In many ways, Knobe is the closest thing experimental philosophy has to a rock star. Since last year, he’s been an essay contributor to the New York Times. An admirer from Australia maintains a Joshua Knobe fan page on Facebook. And a phenomenon bears his name: The Knobe Effect, derived from an experiment of his, is frequently cited to explain the effectiveness of negative political advertising.
Conducted in 2003, the experiment examined people’s perception of intentionality based on their opinions about two scenarios. In the first scenario, a business executive is told that a new product will increase profits but harm the environment. He responds that he doesn’t care about the environment, just profits. The program is implemented, profits go up and the environment suffers.

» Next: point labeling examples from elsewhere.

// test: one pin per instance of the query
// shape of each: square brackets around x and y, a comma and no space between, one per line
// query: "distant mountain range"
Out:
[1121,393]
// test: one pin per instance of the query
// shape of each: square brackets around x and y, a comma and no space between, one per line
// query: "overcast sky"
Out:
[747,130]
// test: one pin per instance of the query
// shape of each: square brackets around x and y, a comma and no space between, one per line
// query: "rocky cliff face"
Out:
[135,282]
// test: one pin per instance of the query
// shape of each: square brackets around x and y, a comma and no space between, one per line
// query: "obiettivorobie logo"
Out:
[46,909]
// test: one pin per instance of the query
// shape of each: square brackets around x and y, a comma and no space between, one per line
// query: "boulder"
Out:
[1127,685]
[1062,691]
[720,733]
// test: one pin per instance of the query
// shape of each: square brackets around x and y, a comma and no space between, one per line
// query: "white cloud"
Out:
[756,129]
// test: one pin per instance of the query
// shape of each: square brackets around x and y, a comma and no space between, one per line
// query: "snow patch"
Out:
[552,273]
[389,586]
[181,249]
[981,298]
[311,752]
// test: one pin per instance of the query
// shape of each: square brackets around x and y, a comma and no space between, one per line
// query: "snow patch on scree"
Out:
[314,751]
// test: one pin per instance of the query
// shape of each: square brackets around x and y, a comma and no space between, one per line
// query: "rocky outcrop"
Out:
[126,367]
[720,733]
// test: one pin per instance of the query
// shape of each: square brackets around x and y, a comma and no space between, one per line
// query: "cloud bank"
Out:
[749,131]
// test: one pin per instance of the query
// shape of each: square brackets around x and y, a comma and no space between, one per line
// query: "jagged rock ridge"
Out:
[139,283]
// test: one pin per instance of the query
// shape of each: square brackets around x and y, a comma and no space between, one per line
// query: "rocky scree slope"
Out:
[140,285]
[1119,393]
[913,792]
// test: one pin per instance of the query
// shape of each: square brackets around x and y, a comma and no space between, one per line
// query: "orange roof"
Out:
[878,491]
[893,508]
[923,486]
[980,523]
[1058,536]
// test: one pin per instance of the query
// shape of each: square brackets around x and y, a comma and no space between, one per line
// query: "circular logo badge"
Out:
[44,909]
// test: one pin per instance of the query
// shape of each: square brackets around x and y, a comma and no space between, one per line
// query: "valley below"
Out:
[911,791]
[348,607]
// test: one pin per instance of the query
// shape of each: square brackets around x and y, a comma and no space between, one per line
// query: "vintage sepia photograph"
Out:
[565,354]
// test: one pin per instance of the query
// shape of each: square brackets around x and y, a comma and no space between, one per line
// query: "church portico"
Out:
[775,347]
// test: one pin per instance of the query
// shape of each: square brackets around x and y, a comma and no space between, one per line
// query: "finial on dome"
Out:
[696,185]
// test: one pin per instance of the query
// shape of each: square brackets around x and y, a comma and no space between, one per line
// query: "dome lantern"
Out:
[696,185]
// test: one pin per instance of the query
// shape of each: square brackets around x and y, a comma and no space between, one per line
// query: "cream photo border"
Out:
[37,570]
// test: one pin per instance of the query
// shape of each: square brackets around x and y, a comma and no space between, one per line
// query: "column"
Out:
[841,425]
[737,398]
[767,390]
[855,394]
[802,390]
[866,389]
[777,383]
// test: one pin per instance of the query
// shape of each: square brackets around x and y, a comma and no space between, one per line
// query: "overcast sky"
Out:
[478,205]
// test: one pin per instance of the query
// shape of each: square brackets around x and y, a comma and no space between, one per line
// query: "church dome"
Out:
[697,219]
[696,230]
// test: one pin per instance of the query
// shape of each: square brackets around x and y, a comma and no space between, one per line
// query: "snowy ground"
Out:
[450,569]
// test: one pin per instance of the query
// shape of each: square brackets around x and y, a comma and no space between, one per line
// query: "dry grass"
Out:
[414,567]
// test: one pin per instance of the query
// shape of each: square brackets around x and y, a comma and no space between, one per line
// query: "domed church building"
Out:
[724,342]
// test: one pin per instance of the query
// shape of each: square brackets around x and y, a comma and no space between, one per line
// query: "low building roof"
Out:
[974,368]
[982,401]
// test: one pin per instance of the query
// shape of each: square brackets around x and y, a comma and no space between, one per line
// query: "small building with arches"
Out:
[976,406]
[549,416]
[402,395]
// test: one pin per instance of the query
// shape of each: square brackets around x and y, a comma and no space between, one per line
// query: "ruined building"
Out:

When asked if the executive intentionally harmed the environment, 82 percent of respondents answered yes.
Scenario No. 2 is the same except for one key detail: The word “hurt” is replaced with “help.” Again, the executive says he doesn’t care about the environment. The program goes on, profits rise, and this time the environment benefits. But when asked if the executive intentionally helped the environment, only 23 percent of respondents said yes. So the Knobe Effect holds that people are more likely to assign blame for things that go wrong than to give credit for things that go right, a gap Knobe has spent the past eight years working to explain.
Why should the results of an action have a bearing on intentionality? And when it comes to questions of character, why do we tend to give more weight to negativity? Why does it sometimes happen that a single misdeed in a lifetime of otherwise exemplary behavior can destroy a reputation? (Think of how one racial slur can get someone branded a racist.)